= Peggy Sager =

Australian dancer and educator

Peggy Sager (1924 - 2002) was an Australian dancer and educator.

The daughter of James and Rose Sager, she was born in Auckland. She trained at the Nettleton-Edwards School in Hamilton. After passing her Royal Academy of Dancing (RAD) advanced level exam in 1941, she moved to Sydney. She passed the RAD Solo Seal exam and joined the Kirsova Ballet, which was based in Sydney. After that company folded, Sager joined the Borovansky Ballet in 1945. She performed with that company until she was forced to retire because of illness in 1959. Her partners in dance included her first husband Paul Hammond, Vassilie Trunoff, Royes Fernandez, Paul Grinwis, Robert Pomie and Garth Welch. During the late 1940s, during an extended layoff period from the company, she danced with the Metropolitan Ballet in England and the Brussels Opera in Belgium.

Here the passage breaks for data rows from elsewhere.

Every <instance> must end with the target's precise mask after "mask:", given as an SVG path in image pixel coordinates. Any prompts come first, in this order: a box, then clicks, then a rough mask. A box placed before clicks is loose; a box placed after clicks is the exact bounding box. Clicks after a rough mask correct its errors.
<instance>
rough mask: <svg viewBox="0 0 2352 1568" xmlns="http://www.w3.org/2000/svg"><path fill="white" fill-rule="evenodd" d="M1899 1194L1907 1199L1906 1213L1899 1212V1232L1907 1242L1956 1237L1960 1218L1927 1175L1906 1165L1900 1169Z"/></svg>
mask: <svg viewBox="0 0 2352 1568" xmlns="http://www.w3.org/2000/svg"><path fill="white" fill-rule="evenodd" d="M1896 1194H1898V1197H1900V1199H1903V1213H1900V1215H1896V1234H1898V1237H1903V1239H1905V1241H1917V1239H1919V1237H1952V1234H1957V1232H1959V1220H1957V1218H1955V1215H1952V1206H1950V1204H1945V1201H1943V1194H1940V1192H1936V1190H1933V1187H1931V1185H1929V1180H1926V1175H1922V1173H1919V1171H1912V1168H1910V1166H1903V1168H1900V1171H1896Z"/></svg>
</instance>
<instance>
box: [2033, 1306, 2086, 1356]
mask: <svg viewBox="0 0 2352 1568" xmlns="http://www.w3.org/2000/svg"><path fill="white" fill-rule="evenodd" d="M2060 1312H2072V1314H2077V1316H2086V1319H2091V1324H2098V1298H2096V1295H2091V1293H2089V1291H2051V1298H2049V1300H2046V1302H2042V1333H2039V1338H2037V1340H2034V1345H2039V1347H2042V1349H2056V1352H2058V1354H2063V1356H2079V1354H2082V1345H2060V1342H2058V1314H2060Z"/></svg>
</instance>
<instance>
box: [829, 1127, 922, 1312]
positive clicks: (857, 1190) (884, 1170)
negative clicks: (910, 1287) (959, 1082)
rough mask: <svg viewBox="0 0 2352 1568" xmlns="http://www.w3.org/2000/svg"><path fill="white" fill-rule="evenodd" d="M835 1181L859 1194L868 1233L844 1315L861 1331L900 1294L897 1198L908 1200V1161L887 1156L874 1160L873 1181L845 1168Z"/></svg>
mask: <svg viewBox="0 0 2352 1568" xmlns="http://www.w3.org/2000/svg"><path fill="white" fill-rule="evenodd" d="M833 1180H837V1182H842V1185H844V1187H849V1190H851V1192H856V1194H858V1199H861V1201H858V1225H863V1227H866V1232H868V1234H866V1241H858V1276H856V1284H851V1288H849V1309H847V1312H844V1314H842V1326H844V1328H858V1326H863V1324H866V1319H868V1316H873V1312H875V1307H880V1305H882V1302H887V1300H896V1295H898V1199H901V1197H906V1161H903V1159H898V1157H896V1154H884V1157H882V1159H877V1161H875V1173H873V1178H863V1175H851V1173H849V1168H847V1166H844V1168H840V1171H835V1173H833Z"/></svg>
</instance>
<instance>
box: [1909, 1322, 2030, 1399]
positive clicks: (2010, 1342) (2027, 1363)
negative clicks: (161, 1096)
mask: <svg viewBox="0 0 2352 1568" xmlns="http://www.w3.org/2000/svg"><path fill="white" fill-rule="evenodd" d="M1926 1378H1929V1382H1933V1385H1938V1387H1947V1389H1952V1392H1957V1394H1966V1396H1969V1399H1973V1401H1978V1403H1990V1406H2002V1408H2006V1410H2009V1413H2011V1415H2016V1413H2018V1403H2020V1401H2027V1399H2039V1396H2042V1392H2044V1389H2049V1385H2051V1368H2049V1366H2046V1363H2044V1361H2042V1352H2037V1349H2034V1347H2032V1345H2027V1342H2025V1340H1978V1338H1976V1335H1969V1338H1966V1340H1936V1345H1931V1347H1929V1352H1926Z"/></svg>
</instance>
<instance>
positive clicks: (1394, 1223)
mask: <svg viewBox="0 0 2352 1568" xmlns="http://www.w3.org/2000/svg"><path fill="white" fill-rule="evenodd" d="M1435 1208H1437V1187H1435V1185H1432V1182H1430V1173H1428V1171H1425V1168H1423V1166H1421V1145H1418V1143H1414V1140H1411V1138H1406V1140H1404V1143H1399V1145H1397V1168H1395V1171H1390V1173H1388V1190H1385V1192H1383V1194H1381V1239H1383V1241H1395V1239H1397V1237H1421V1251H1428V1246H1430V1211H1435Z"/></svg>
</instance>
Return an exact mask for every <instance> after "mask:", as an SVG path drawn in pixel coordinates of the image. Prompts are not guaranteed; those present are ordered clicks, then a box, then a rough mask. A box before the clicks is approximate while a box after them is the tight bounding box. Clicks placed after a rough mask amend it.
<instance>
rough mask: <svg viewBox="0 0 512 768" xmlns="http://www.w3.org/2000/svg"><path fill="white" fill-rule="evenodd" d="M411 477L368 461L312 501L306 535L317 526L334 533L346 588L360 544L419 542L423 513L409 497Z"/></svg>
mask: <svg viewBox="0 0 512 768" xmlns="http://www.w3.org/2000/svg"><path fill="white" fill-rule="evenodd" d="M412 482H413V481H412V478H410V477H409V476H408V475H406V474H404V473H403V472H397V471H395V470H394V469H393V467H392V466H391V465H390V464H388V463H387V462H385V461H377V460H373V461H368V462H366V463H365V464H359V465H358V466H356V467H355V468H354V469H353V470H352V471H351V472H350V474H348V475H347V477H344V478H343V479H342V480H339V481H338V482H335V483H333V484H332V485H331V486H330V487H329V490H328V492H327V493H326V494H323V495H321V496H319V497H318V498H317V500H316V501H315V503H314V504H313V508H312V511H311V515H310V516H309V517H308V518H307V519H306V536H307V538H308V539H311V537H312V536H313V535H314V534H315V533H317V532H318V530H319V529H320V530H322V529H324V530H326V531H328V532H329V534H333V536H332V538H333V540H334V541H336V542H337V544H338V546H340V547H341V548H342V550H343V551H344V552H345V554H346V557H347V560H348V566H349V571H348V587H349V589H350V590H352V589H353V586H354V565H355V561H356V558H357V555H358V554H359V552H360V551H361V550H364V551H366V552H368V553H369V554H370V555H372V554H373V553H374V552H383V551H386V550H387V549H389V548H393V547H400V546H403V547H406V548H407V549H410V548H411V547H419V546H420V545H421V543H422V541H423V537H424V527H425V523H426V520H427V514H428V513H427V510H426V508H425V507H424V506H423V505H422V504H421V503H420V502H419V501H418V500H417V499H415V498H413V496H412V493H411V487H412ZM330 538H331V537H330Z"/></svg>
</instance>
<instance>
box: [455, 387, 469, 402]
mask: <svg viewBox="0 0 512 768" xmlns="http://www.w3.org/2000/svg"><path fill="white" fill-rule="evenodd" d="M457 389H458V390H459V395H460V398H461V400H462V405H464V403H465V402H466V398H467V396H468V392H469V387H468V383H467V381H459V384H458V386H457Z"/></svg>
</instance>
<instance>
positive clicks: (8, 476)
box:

She married dancer Paul Hammond in 1945. In 1959, she married businessman Ken Taylor.

Sager opened a ballet school with her first husband in Melbourne in 1953. In 1954, she received the RAD's advanced teacher's certificate. For a number of years after her retirement from performing, she was director of the Peggy Sager School of Ballet in Mount Eliza. She also served on the board of The Australian Ballet.

Sager was known for her technical ability although she was told by English dancer Anton Dolin that she was "not a chocolate-box beauty".

She appeared in the 1948 film The Red Shoes.

Sager died in Coffs Harbour at the age of 78.